While at the school for about 30 years I became really interested in African Cichlids thanks to Wing Chow. Wing and I both worked for NVSD and live in North Vancouver. For most of my Africa Cichlid time I have focussed on Malawi cichlids with a bunch of breeding success - a few hobbyists have bought or traded fish with me over the years. Things got more serious in 2013 when I built a small fish room as part of a house renovation. In 2016 I retired from full-time in the School District and had a bit more time on my hands so I thought why not investigate Lake Tanganyika .. particularly _Tropheus_. In 2014 a nephew of co-worker gave me a Fluval Venezia 190 L - I was impressed with the tank design and thought this would be a great opportunity to dive into Tanganyikans!

This journal will focus on the development of that Fluval 190 L and more recently it's sister tank Fluval 350 L and growing interest in Lake Tanganyika cichlids.

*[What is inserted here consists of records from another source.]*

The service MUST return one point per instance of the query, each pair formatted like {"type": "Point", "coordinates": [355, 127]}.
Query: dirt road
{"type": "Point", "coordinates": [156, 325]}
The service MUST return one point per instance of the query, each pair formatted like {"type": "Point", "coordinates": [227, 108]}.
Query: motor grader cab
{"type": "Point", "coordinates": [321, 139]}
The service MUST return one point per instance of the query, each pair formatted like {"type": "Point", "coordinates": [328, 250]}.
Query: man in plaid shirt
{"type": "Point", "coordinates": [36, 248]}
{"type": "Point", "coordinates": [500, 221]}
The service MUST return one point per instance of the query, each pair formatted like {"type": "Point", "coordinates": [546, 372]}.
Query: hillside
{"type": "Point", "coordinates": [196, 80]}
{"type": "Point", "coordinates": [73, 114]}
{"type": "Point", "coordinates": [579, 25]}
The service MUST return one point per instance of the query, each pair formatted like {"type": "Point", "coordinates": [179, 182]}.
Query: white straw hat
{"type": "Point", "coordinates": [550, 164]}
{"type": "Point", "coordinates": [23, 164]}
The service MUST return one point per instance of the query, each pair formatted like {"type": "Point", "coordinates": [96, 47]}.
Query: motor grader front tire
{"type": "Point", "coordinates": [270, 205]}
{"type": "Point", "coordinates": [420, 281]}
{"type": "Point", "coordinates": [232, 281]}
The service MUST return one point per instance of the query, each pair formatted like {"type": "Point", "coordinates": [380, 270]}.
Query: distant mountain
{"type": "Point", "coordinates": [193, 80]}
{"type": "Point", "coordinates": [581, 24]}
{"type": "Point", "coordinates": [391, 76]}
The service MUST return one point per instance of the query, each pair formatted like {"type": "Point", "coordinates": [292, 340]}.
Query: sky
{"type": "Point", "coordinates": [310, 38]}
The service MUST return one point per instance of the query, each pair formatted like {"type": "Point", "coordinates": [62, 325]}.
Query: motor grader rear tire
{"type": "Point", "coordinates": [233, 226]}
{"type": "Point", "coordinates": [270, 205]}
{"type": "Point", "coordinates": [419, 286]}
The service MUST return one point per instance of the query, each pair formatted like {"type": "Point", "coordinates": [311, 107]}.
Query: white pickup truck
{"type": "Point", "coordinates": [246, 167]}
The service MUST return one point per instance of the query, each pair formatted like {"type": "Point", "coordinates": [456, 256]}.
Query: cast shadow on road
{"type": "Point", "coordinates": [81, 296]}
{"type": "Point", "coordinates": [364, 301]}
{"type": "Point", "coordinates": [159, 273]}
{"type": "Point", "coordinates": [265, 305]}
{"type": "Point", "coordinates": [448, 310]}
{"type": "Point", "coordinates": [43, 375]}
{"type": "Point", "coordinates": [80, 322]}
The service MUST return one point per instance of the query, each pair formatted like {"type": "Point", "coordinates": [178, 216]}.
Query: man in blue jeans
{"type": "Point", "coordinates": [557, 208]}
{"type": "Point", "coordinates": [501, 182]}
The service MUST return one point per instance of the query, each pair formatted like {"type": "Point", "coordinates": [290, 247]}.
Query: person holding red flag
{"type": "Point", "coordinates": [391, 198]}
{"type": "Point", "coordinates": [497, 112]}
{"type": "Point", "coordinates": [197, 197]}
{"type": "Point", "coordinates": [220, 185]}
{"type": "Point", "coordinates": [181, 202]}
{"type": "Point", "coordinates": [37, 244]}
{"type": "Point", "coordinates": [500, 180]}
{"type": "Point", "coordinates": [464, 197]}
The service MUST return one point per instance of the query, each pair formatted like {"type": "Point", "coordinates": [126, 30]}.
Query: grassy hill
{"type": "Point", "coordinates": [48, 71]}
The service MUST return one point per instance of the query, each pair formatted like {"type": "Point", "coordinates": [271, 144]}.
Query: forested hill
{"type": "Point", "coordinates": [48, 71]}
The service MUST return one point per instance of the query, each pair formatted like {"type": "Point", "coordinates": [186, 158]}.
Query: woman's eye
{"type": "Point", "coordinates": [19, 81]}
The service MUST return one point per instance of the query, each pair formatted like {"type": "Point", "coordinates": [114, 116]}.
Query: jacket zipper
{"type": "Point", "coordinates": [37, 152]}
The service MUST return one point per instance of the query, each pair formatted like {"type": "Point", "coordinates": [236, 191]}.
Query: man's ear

*Fluval Venezia 190 L initial set-up*

Right from the beginning I knew that I wanted this tank to have high water quality for the demands of _Tropheus_ a fish I knew liked those conditions. Some may think this set-up is TOO MUCH but my ecologist background tells me any system will be inadequate compared to a healthy natural lake / stream system, there is no way to duplicate that 100%; given that perspective as my starting point I set up this tank with the following:

*Substrate:*

CaribSea African Cichlid Sand

*Filtration:*

AquaClear 70 with Biohome / Hydroton Bio-Media
Fluval 406 with Biohome / Hydroton Bio-Media
Rena Filstar XP 3 - with Biohome / Hydroton media
Swiss Tropical poret foam Corner Matten filter with 2 jet lifters

*Water Circulation / Aeration:* Besides the 2 Jet lifters, XP3, Fluval 406 & AC 70 filter flow, extra water flow and aeration to this tank are supplied by:

2 - Ehiem air diffusers
Hydor Koralia 850 Circulation pump
Marineland Maxi Jet 600 submersible pump
Jehmco DAPMH15 air pump 

*Initial set-up ... 2017.02.19*


----------



## tredford8 (Apr 22, 2010)

Thanks for starting a journal, and for including all of your background info. It's interesting to hear how people got into the hobby, and how it's affected your career choice. I'm interested to see how the tanks develop, and can't wait to see some pics!


----------



## VElderton (Jun 3, 2015)

*First stocking ... 2017.03.12*



























10 - _Neolamprologus tretocephalus_ "5 Bar Cichlid - Trets"
8 - _Synodontis petricola_

*Second stocking ... 2017.03.30*

I knew the 9 Trets, though beautiful fish were too big for the 190 L. I had read that these fish only grew to about 12 cm (6 in) but 7 fish of the fish I bought from a BCA member that was shutting down his tanks were easily 16 - 18 cm (8 - 9 in). So, I put the word out through BCA and one my VAHS/BCA friends suggested a trade for the adult Trets - I'd keep the 2 good size juveniles from the group of 9 + a single one I had acquired from another BCA member who had found it too aggressive in his tank. In the end we came up with a deal for the 6 adult Trets in exchange for a mixed group of _Tropheus_ - my target species.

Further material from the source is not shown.